High-resolution structure of Gdx-Clo, a protein member of the small multidrug resistance family that has given bacteria resistance against antibiotics, antiseptics, and disinfectants. Image courtesy of Olive Burata.

“This publication really brought together all the multidisciplinary scientific training I have obtained from my two mentors: Dr. Alberto Rascón from SJSU and Dr. Randy Stockbridge from the University of Michigan,” said Burata. “Both skills and techniques that I have learned from each of their labs have significantly contributed to my rapid understanding of this work. Although early in my career, this work alone has already encompassed skills I have learned as a biochemist, biophysicist, structural biologist, microbiologist and organic chemist.”

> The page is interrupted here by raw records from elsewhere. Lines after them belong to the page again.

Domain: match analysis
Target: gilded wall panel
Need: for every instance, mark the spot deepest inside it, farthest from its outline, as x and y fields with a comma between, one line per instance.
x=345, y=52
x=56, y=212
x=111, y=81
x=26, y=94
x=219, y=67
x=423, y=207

Burata said the multidrug-resistance bacteria research could have a big impact on one of the biggest side effects of the COVID-19 pandemic—that is, the increasing amounts of resistance bacteria being produced. As people increasingly rely on disinfectants and antiseptic products like hand sanitizers, 70 percent alcohol and Lysol and bleach products, they are not only killing any COVID-19 viral particles but also exposing the bacteria to the products, “giving them ample opportunities to become resistant to them—a double-edged sword.” As a member of Rascón’s lab at San José State, she studied enzymes called proteases that are similar to the ones associated with causing viral pneumonia as a result of COVID-19 infection.

“There are a lot of labs right now trying to find ways to make these enzymes force the virus to be less deadly,” she said, adding that her experience in Rascón’s lab introduced her to enzymology and ignited a passion for learning. “Six years ago, Dr. Rascón first introduced his research work on mosquito protease enzymology during the first day of class in my last semester of undergrad. I fell in love with how amazing enzymology was and its simple application in helping human lives. I had no research experience, my grades were mediocre, nor did I have any plans after graduating, but I immediately reached out to Dr. Rascón on that same day to ask if I could join his lab. I became a different person that day with a strong sense of determination. My pre-undergrad self would have never imagined coming this far (2,000 miles from California) in pursuing my passion and having constant support from my mentors, family and friends.”